Well, I will burst your bubble by offering an explanation from inside an INFP's head. I may very well be wrong about her, but this is what would lead me to such behavior (and probably has, I am ashamed to say).

I can be curious about someone/something that I don't actually value in any real capacity beyond it being "interesting", & then I may allow myself to be _involved_ a bit because of it. _I just want to see what happens._ I may also be flattered by the attention, as any person might be. However, I have no intent to commit or take any serious action, because my feeling is unaffected. This person/thing has failed to hit upon any ideal of mine.

I'm pretty nice & sensitive to others in this regard, and so I will usually (99.9% of the time) stop short of exploring the "possibility" before someone gets hurt. 

However, sometimes this means I may explore (or have explored) a romance with someone _just because I can_, because it's _something_ to do. Then, when I realize a commitment is expected, I bow out. However, if someone keeps giving me "new info" which stirs my curiosity, then I can get pulled back in. 
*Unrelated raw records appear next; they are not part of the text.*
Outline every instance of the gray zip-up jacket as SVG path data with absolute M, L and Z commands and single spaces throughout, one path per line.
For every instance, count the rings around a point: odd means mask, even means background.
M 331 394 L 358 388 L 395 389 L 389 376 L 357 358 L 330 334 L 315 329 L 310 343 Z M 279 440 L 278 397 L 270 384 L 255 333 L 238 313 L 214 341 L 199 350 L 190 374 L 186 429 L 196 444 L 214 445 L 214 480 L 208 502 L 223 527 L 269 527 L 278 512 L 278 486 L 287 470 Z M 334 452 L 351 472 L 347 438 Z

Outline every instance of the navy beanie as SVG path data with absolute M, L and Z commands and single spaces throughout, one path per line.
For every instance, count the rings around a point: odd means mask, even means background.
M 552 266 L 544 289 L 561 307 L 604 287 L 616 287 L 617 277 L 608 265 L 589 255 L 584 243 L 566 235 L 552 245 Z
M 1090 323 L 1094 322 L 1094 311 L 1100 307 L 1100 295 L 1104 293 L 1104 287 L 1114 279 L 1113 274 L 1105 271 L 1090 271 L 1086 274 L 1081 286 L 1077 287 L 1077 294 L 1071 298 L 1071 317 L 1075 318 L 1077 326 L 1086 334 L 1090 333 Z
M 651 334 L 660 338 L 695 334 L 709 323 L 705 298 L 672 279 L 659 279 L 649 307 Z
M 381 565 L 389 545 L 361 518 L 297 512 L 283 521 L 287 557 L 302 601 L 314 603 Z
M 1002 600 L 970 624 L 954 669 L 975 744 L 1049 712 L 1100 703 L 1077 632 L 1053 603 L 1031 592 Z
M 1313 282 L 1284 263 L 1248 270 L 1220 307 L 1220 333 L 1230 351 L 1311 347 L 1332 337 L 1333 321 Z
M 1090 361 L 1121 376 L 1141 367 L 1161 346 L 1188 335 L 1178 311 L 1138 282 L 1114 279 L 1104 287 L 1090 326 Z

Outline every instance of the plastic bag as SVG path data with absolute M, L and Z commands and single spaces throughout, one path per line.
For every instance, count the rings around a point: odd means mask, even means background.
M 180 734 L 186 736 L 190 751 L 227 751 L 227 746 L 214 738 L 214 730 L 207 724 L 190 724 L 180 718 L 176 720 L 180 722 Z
I suspect the sex joke made her aware that this is where such flirtations lead - to a relationship & intimacy with stuff like sex. 
She may have instigated joked before, but something like that can trigger the whole picture to suddenly come together. That may have made her stop & think about whether she really liked you that way or that much. If she concluded no, then she knew the right thing was to end it.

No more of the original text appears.